When Mac OS X first came out, fans and critics alike talked about the fancy Aqua interface, sitting atop a tried and true Unix operating system. When I wrote a book on the new OS at the time, my first chapter was meant to show how similar Mac OS X seemed when compared to the first Mac OS in 1984. You still had files, folders, pull-down menus and document windows. Even in 2010, of the skills you learned 26 years ago are readily applied to the Mac of today. Yes, there are interface refinements and some changes in the way things are done, but the learning curve for a mythical time traveler from the days of the original Mac wouldn’t be so severe. I rather think such a visitor would be surprised how similar things turned out.

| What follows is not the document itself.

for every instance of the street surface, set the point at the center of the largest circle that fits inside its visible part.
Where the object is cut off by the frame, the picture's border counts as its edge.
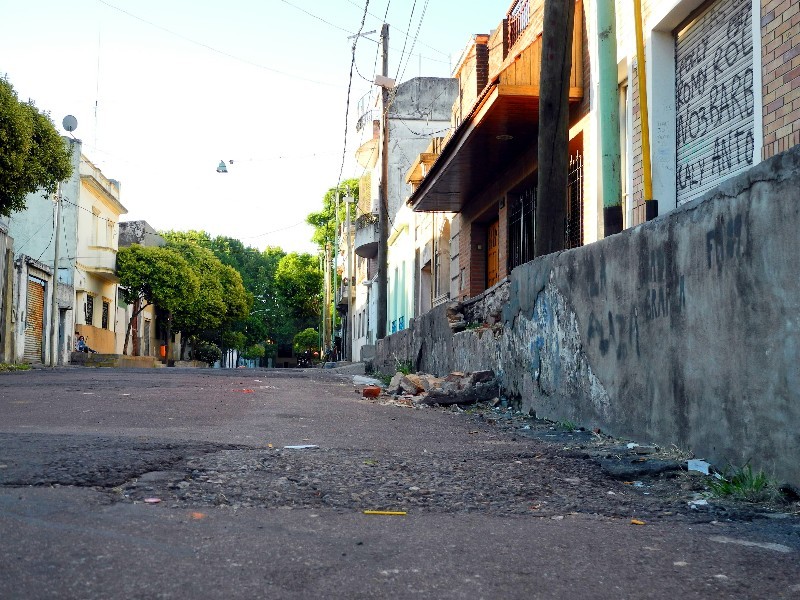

What about Star Trek’s talking computers?

Of course, you don’t change the fundamentals of personal computing casually. It’s nowhere as trivial as ditching the floppy or optical drive, or replacing SCSI and ADB with FireWire and USB. There will be lots of relearning to be done, unless, of course, the replacement interface is more intuitive, more readily grasped even by the inexperienced user.

Today’s iOS has some of that down pat. The original ads for the iPad, with voiceovers from actor Peter Coyote, promised that “you already know how to use it.” Indeed, even a child will touch things to learn more about them. It doesn’t take a whole lot of practice to master an iPad or iPhone’s touchscreen. While there are some power user tips to be discovered, most of you, I’m sure, don’t need them. What you need to know to make these gadgets work is readily grasped without the learning curve.

Now touch isn’t so useful with a large screen, although Apple has been expanding the things you can do with trackpads and, of course, the Magic Mouse. But that’s just input, and it doesn’t change how you actually manage your documents. Worse, even power users may run into trouble, from time to time, dealing with files, folders, and figuring out what goes where. Managing the OS should be an afterthought. It should be seamless, not an ever-present intrusion that far too often prevents you from actually doing something productive with your Mac.

Does Apple have a solution at hand? I’m not expecting to see it in Mac OS X Lion, but I sure would love to be amazed one more time.